Vampire Weekend’s third album Modern Vampires of the City is pretty much what you’d expect with its almost delicate vocals, danceable drumbeats, and pop sensibilities. The band first gained notoriety when the hip and hipster music sites (like Pitchfork) pushed their self-titled debut back in 2008. The band’s music has evolved with each release but at the same time, each album sounds distinctly like Vampire Weekend. The band’s sound is actually not easy to describe. While obviously a modern indie rock/indie pop band in the same vein as bands like Bishop Allen, We Are Scientists, and fun. and sounding like they probably listened to a lot of Rilo Kiley records in high school, the band mixes, as PunkNews.org put it, “South African pop seamlessly with
classically-trained preppiness.” That
description pretty much sums up Vampire Weekend’s sound, which until reading
that review I had no clue how to accurately describe. What makes Modern Vampires… work as a record is that it sounds and feels like
it was recorded by a band that has found their sound and is comfortable with it.

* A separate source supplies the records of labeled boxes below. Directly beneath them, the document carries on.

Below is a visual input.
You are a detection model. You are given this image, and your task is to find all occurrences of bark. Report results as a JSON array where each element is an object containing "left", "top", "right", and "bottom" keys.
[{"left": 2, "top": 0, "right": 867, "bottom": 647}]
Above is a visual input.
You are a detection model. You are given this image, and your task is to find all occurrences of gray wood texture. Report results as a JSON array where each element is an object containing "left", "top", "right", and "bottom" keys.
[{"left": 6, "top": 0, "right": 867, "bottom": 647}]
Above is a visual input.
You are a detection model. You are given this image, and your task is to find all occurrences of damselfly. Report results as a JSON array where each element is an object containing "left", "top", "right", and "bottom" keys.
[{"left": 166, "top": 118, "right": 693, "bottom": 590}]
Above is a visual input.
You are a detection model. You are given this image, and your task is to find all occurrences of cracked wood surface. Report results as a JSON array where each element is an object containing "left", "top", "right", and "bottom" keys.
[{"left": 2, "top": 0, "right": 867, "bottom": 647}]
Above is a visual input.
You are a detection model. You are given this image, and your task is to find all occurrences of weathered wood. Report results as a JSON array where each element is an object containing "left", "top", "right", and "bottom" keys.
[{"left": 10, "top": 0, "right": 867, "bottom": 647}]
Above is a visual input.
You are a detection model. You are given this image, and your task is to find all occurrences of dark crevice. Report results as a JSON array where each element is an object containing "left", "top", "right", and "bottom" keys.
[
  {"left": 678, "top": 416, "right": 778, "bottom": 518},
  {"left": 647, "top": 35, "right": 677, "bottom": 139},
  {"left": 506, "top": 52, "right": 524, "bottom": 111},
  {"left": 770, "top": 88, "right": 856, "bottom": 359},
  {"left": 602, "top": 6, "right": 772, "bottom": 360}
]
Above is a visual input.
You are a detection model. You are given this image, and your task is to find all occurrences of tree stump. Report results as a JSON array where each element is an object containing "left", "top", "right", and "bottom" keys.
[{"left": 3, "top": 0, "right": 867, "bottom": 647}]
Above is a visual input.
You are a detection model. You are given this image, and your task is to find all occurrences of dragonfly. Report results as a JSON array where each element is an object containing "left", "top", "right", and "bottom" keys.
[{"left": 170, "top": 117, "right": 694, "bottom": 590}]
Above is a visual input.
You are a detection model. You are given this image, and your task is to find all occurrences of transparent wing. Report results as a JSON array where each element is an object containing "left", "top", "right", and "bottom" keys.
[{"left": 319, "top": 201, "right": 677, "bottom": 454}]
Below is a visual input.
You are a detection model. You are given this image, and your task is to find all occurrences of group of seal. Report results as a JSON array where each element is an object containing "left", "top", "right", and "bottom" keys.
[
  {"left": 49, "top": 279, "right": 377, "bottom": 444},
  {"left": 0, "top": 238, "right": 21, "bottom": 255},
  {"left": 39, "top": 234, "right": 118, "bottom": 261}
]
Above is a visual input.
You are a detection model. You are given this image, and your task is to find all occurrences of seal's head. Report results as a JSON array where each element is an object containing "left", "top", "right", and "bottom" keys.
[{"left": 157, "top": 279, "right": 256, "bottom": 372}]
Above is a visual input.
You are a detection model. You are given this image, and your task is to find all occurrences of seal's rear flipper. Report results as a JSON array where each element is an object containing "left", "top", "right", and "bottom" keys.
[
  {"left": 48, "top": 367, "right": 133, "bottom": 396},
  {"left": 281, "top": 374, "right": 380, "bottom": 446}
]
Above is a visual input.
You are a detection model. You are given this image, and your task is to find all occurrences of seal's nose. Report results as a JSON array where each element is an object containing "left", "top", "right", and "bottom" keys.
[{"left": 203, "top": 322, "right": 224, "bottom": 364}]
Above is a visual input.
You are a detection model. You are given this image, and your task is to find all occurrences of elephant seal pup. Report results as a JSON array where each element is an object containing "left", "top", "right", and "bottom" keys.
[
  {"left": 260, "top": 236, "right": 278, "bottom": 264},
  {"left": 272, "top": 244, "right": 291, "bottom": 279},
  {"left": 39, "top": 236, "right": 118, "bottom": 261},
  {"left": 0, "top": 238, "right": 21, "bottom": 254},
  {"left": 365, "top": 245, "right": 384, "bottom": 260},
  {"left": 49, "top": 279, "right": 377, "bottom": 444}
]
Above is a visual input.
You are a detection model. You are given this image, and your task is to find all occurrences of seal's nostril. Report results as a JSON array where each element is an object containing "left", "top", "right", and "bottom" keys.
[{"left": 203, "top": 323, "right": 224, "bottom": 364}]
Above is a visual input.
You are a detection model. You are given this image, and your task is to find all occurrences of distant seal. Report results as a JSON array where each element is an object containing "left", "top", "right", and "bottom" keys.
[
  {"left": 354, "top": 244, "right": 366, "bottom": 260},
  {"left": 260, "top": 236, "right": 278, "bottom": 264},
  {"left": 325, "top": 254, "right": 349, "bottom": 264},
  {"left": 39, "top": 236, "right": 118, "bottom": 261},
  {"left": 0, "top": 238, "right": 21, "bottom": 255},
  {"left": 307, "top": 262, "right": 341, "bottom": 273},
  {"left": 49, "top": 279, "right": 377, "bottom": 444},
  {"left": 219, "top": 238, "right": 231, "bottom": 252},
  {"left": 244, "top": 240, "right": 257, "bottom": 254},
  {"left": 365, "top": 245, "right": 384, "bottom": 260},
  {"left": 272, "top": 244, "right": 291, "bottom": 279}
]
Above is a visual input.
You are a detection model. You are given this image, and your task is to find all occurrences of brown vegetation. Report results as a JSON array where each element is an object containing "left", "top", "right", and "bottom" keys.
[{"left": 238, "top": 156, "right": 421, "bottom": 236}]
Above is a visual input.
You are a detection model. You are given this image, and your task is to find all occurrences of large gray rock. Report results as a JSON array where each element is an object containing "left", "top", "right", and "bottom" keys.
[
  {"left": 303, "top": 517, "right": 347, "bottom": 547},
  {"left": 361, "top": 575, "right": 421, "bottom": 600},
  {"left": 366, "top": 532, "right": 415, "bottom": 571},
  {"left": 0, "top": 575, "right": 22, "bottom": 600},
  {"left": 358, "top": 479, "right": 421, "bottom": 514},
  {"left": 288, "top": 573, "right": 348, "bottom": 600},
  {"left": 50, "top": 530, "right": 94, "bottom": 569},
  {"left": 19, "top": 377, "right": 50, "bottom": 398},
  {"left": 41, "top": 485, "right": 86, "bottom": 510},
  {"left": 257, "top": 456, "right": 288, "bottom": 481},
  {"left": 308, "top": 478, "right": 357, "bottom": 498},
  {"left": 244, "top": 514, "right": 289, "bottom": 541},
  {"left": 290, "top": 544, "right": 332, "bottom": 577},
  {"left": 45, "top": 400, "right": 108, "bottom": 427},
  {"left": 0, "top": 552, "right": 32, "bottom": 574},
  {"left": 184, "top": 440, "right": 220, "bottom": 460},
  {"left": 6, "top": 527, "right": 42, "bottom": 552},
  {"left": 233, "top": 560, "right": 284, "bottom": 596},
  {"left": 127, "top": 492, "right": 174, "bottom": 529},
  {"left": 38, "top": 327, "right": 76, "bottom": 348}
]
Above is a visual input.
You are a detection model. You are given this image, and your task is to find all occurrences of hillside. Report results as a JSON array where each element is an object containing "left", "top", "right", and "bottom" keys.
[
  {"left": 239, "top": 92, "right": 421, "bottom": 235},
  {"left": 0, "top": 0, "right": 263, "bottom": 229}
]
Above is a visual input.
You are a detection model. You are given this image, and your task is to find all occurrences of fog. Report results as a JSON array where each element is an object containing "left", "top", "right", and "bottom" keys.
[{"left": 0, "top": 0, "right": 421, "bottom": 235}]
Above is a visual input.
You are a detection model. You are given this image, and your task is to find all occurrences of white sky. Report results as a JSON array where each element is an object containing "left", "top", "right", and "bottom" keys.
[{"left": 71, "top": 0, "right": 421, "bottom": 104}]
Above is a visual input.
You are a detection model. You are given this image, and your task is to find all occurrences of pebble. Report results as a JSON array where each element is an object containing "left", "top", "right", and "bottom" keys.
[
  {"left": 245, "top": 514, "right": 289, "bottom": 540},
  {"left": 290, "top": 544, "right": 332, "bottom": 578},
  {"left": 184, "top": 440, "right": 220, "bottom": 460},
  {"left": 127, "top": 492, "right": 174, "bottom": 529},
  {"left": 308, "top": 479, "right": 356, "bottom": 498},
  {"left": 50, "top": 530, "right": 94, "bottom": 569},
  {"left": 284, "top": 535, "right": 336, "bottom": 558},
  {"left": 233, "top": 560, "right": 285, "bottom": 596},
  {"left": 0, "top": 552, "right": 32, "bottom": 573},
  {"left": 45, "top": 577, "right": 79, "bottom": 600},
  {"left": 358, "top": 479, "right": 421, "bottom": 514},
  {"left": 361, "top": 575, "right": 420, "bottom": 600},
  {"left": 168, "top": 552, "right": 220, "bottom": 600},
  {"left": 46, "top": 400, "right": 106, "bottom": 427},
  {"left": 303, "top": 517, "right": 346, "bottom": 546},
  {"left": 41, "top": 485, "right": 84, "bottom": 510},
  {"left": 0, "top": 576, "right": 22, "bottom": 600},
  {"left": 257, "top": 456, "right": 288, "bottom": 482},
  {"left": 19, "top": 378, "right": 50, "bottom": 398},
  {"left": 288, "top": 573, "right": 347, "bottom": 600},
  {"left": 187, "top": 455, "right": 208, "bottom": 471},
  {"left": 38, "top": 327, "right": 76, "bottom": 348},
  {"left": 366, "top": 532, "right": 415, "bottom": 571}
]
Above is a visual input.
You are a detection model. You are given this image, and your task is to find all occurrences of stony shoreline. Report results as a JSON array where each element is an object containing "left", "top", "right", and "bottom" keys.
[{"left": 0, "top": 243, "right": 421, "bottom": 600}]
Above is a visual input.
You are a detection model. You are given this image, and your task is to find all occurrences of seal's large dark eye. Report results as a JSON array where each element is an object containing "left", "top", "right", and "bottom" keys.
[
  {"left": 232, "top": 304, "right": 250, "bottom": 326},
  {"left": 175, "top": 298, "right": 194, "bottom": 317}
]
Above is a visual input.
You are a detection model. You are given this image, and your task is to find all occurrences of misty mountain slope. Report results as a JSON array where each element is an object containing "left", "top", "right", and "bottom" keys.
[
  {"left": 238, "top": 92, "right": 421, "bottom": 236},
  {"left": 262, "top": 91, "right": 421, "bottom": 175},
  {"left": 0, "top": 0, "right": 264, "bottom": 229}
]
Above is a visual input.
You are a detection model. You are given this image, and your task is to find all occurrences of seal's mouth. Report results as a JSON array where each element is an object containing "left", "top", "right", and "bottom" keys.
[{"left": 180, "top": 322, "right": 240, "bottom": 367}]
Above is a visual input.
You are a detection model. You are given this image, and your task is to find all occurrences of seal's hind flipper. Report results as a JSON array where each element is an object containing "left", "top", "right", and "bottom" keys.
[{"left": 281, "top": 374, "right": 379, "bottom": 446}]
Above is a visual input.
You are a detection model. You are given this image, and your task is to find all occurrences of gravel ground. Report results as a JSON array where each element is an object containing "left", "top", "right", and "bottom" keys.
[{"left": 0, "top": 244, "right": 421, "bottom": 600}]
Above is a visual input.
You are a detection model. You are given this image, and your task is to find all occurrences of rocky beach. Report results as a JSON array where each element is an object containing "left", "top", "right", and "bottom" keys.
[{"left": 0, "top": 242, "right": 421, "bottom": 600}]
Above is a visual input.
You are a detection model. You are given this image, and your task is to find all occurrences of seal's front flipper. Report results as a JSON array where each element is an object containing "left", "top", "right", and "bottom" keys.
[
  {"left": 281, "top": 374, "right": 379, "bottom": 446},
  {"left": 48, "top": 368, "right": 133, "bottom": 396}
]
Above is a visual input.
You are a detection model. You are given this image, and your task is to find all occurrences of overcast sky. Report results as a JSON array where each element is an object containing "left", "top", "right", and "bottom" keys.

This band could have easily gone off in
different directions in an attempt to please their hipster following but
instead seems to have decided to left their music slowly develop without trying
to break the mold. Yes Vampire Weekend
is a hipster band but they are a talented band that has brought something new
to the table and nurtured it over three records. Hipsters get a bad wrap and yes they, and
their music publications of choice, can be annoying as hell but that doesn’t
mean that they can’t be good at what they do.
And Vampire Weekend is certainly good at what they do.